1. **Large pelagics** - Large tunas, billfish, mackerels, dorado, and sharks
2. **Small pelagics** - Small tunas (e.g. bullet and frigate), sardines, scads, anchovies, squids, flying fish, and small jacks and trevallies
3. **Soft bottom** - Siganids, hairtails and other high value breams, pony fishes, blue swimming crab, shrimps, and sea cucumbers
4. **Hard bottom** - Groupers, snappers, lobsters, miscellaneous reef fishes
The total harvest of each of the four archetypes, along with the unidentified "Other" category, are included in Table 1.

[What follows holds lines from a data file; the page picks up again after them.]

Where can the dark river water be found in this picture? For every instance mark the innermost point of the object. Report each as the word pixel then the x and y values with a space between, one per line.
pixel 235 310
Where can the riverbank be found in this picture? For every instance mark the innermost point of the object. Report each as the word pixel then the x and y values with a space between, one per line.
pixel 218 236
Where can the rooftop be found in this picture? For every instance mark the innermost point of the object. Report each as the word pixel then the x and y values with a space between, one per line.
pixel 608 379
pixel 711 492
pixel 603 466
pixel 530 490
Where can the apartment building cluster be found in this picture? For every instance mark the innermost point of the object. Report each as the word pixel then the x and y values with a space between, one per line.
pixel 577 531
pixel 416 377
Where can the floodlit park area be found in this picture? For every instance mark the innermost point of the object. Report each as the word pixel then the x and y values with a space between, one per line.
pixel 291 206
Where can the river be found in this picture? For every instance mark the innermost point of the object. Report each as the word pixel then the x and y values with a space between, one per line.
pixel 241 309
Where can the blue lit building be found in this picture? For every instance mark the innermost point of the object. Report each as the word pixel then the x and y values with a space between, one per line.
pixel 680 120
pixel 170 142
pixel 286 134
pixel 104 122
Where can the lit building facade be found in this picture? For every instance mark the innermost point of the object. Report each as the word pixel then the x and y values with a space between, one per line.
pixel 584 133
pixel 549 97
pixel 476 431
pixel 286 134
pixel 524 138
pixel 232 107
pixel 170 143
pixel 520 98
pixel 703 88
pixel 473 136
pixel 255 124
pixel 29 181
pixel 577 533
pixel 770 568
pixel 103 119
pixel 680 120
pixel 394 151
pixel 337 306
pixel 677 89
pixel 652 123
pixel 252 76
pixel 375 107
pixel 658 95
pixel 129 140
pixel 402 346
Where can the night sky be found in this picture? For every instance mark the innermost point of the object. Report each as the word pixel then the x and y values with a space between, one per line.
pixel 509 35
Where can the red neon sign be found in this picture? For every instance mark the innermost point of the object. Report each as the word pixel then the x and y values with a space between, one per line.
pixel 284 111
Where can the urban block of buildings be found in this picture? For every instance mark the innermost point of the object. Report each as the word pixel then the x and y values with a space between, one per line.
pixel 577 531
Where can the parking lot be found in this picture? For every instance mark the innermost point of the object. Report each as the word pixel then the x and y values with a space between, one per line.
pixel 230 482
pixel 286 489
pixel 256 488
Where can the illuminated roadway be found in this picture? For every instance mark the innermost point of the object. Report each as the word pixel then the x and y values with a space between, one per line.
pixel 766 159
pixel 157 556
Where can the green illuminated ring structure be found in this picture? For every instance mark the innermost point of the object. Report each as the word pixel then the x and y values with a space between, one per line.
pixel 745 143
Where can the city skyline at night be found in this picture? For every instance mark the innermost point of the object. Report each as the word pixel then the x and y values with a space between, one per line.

```{r catch summary, echo=FALSE, fig.cap='Harvest by archetype in the Philippines in 2014'}
c_sum <- catch %>%
filter(year == max(year)) %>%
group_by(archetype) %>%
summarize(tc = sum(harvest, na.rm = T))
kable(c_sum, digits = 0, col.names = c('Archetype', 'Harvest (MT)'))
```
### Status Estimation
Species in both the large and small pelagic groups were deemed to constitute a single nation-wide stock. For the hard and soft bottom species, however, regional populations were determined to be more appropriate. Using these spatial scales of each archetype, the time series of harvest were aggregated for each species to produce the best estimate of individual stocks in the Philippines. This approach yielded 236 stocks representing a total of `r sum(status$catch[status$year==2014], na.rm = T)` MT of harvest in 2014. Using this data set and the approach outlined by Costello et al. (Costello et al. 2016), we successfully estimated the current status (biomass under the water $B/B_{MSY}$ and fishing pressure $F/F_{MSY}$) and maximum sustainable yield (MSY) for `r length(unique(status$IdOrig[is.na(status$MSY)==F]))` of these fisheries. Table 2 contains the median status estimates and total MSY (in metric tons) for the four archetypes.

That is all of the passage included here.